In a world reshaped by technology it’s important that children are equipped for a future dominated by robotics and artificial intelligence. But technology entrepreneur and father of three Yat Siu found himself worrying that the Hong Kong school system, which focuses on book learning and standardised testing, was not providing the skills necessary for the economy of tomorrow.
“My concern is that most traditional education systems – with their focus on old-fashioned techniques like memorisation, exams and creativity-crushing hours of homework – do not properly prepare children for what has been called the fourth industrial revolution: a future dominated by automation,” says the chief executive of Hong Kong tech firm Outblaze.

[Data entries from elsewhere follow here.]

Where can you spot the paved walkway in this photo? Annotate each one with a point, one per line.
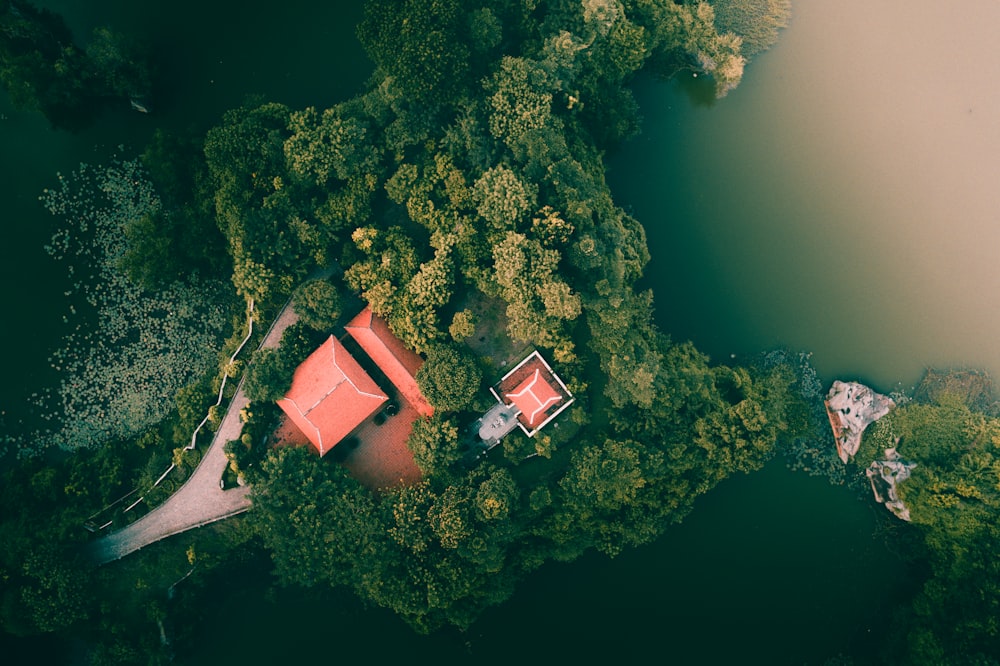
(201, 499)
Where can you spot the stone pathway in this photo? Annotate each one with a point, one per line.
(200, 500)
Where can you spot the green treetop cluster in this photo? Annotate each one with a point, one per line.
(463, 189)
(952, 432)
(470, 171)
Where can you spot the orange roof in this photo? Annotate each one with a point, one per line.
(398, 363)
(533, 396)
(330, 396)
(535, 391)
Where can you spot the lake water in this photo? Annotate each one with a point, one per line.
(841, 201)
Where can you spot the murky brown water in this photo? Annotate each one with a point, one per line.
(843, 199)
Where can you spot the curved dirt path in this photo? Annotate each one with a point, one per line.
(200, 500)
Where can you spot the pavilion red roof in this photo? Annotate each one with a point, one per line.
(330, 396)
(399, 364)
(535, 391)
(533, 396)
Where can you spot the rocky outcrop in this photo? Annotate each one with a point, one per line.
(852, 407)
(885, 477)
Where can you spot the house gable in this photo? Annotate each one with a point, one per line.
(399, 364)
(330, 396)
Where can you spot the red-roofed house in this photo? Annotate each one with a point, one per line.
(331, 395)
(534, 392)
(399, 364)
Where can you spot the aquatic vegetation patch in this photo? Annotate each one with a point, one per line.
(126, 351)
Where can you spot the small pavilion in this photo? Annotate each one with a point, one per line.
(533, 393)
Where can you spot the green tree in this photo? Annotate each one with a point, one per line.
(449, 378)
(318, 304)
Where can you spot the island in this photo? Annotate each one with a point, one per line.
(442, 370)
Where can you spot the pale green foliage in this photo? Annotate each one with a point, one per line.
(538, 301)
(449, 378)
(602, 14)
(318, 304)
(328, 145)
(519, 99)
(503, 198)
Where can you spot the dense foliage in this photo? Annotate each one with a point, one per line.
(954, 499)
(470, 171)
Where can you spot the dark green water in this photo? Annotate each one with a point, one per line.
(771, 568)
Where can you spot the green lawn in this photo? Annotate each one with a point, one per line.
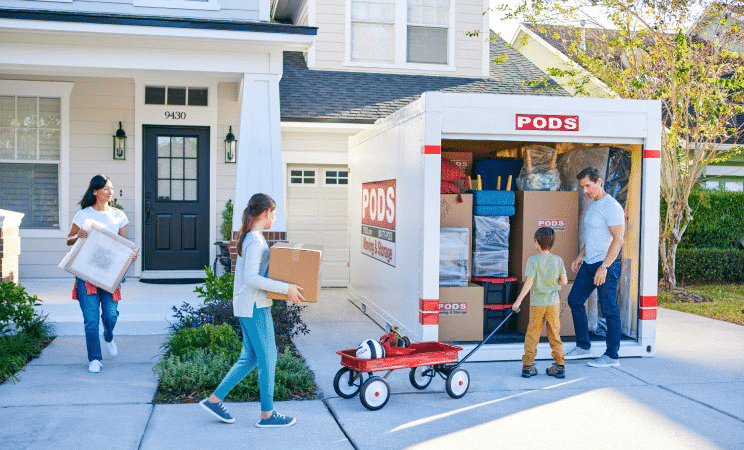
(727, 304)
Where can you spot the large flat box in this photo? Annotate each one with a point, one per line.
(566, 317)
(454, 214)
(298, 264)
(461, 313)
(534, 209)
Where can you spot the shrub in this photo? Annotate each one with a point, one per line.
(226, 227)
(210, 338)
(718, 221)
(710, 265)
(16, 308)
(201, 371)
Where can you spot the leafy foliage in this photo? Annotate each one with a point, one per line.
(213, 338)
(198, 375)
(703, 265)
(16, 308)
(217, 309)
(23, 331)
(718, 220)
(226, 227)
(647, 50)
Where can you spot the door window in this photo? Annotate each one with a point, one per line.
(177, 168)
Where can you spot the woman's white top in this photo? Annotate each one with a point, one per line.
(112, 219)
(251, 284)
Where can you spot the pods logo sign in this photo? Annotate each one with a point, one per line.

So Siu did something about it.
He co-founded Dalton Learning Lab, Hong Kong’s first after-school facility dedicated to preparing students aged four to 13 for a world dominated by technology.
“AI and robots are disruptive game-changers; it’s difficult to think of industries that will not be affected by their advancement,” Siu says. “Certain jobs will dwindle or vanish as these technologies become more widespread, and humans will require new skill sets as new opportunities emerge.
“Technological developments have always had an effect on professions, and estimates now suggest that as many as 35 to 50 per cent of current job types are at risk from automation in the near future.”
Siu says Dalton Learning Lab, which can be found in Cyberport, is a space where children can experiment and develop skills relevant to “the world of tomorrow”.
“These skills include divergent thinking, creativity, collaboration, problem solving and other important ‘out-of-the-box’ skills, as well as digital fluency.”